BY THE EDITORIAL BOARD

The lowly Delta smelt is all but gone, numbering so few in a June survey of the Delta that California Department of Fish and Wildlife scientists had no choice but to place the species’ population at zero.

Salmon that depend on a healthy Delta ecosystem are in danger of becoming extinct. Urban and suburban water users are under mandatory cutbacks. Central Valley farmers have lost a reliable supply of water from the Sacramento-San Joaquin Delta and dig ever-deeper wells, causing other wells to dry up.

They’ve overdrafted groundwater by a million acre-feet a year, maybe more. No one knows for sure because no one knows with certainly whether there are 1 million or 2 million private wells in California.

California’s most severe drought in history exacerbates it all. Even if El Niño inundates California this winter, the underlying problem of an aging water system will persist. Something must be done; the status quo in the Delta is untenable.

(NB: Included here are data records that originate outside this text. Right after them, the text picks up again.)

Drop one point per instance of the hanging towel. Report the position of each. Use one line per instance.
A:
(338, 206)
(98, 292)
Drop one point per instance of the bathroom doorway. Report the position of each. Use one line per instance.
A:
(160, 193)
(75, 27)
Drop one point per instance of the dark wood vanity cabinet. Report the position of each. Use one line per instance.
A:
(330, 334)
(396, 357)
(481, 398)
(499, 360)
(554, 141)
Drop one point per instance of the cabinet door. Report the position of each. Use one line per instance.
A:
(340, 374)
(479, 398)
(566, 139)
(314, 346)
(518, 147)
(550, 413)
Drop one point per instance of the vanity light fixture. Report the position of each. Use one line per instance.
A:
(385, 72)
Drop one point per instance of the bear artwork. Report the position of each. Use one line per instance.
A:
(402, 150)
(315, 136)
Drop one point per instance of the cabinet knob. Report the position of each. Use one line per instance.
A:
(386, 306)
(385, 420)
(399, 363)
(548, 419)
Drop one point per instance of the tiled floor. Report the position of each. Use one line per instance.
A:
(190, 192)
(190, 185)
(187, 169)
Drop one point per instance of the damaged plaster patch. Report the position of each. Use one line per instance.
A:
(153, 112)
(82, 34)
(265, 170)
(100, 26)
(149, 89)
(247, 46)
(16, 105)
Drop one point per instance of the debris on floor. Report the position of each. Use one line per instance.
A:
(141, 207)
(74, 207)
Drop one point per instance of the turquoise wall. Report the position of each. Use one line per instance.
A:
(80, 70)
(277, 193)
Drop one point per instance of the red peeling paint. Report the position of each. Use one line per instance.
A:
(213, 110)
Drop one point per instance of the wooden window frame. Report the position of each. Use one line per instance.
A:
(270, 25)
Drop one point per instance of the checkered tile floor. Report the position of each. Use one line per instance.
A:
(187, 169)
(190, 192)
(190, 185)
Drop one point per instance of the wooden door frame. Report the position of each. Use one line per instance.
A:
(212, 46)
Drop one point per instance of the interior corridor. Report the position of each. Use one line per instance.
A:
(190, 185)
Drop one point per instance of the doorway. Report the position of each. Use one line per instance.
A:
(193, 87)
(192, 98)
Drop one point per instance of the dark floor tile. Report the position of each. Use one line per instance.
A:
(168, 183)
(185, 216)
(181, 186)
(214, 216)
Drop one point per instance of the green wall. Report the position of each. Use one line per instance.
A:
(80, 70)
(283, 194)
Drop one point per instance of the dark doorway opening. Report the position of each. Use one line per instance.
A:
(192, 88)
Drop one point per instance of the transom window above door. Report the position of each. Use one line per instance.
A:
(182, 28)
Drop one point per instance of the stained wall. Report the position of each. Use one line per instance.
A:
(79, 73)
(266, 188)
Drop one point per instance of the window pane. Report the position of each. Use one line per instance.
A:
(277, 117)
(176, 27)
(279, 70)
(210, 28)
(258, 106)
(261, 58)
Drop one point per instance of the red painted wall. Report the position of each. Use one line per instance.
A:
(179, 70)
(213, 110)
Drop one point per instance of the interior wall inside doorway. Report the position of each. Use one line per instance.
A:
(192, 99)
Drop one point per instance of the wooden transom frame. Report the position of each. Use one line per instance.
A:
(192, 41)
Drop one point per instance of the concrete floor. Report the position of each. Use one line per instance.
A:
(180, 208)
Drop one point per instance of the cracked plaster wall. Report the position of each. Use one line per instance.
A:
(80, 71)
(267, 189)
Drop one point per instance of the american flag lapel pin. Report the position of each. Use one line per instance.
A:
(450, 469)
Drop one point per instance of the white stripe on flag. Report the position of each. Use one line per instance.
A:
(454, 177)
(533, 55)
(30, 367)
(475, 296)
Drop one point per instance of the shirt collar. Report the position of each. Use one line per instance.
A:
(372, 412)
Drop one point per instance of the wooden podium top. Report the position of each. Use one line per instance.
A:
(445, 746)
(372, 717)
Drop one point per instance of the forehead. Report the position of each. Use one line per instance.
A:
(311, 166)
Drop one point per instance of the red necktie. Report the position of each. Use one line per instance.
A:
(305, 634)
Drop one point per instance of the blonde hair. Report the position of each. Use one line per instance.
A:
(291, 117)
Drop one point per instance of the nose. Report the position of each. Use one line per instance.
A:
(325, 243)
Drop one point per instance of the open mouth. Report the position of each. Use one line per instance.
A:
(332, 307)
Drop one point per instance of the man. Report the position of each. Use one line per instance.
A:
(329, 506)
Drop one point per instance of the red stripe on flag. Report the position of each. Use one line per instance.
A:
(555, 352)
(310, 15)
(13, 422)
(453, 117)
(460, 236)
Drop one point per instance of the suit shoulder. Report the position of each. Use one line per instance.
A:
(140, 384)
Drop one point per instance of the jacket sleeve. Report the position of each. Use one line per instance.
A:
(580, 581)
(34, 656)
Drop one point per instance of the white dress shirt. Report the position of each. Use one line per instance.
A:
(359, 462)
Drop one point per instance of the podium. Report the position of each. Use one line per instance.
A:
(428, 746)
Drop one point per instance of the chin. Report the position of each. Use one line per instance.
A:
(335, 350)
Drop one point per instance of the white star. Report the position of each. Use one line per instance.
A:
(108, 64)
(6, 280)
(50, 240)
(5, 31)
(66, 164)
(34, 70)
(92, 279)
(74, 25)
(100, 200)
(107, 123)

Gov. Jerry Brown is offering a revised twin tunnels project, a massive undertaking that includes 30-mile-long pipes, 40 feet in diameter, to divert water under the Delta.

His administration released the latest environmental analysis of and justification for the project, all 8,000 pages of it, on top of more than 30,000 pages from the first iteration.

Critics of any attempt to make water transfers more efficient or reliable to 26 million Californians south of the Delta denounce the governor’s plan as a water grab. That claim is facile – and makes any consensus more difficult.

California Department of Water Resources Director Mark Cowin says the maximum amount of water that would be exported would be about 4.9 million acre-feet. That would be down from the average of roughly 5.2 million acre-feet transferred in recent years.

The twin tunnels may or may not be the solution to a problem that has vexed the state since before Brown’s father was governor.

But Brown’s legacy surely will include his environmentalist vision. Many of his closest advisers on water policy come from the environmental movement. He and his aides don’t want to go down in history as officials who destroyed the environment so investor-farmers could grow more nuts, ranchers could rear more steers and developers could build more strip malls and cul-de-sacs.

The Legislature intends to hold oversight hearings next month. We hope the hearings elicit deeper understanding of the proposal, and don’t degenerate into a re-enactment of the battles between those of us who live near rivers and people who live in transformed deserts.

State and federal scientists are vetting the latest version to determine whether the proposal meets the administration’s coequal goals of providing reliable water supply and enhancing the ecosystem.

If the scientists approve permits that allow the construction, some Central Valley farmers and urban water users, who would pay for the tunnels, might calculate that the price, estimated at $15 billion, is too high for the amount of water they would receive.

Southern California water authorities are not waiting for Godot. The San Diego Water Authority has built a desalination plant. Orange County has a pioneering water recycling program. Los Angeles is bent on cleaning groundwater and capturing storm runoff.

Northern California residents are all too content to rely on rivers, or, in San Francisco’s case, Hetch Hetchy reservoir in Yosemite National Park. Northern Californians should emulate Southern Californians’ water conservation and innovation.

Brown’s goal is to find a more efficient and reliable method of moving water from Northern California to Central Valley farms and Southern California. That is reasonable.

The tunnel project includes promises of fish screens and habitat restoration that are part of the package. That is vital.

If the tunnel proposal falters, the Delta will continue to be troubled. An earthquake could destroy levees, leading to salt water intrusion that would damage Delta farms and render water undrinkable. Water politics are such that Southern California and Central Valley interests would have little if any incentive to pay for habitat restoration without tunnels.

If the project proceeds, water exports cannot come at the expense of the environment, including the Delta smelt, a fragile creature that grows to a few inches, has a scent akin to a cucumber, and has a one-year life cycle. They have no commercial value. Given their depleted numbers, they haven’t been a source of food for bigger fish in several seasons.

Insignificant though they may seem, the Delta smelt were here when the first humans arrived in California. They’re all but gone from the wild because of the collective footprint of nearly 40 million people and an economy of $2.3 trillion. Their demise is an indication that the entire Delta is imperiled.

A research partnership of the state and federal governments and University of California keeps 30,000 Delta smelt alive in tanks at the south end of the Delta, waiting for a time when habitat is restored and they can be released into the wild. The project is a testament to our collective desire to preserve one of God’s creatures.

Clearly, the status quo is not working for the Delta smelt, or the Delta itself, or the farmers and urban users who depend on it.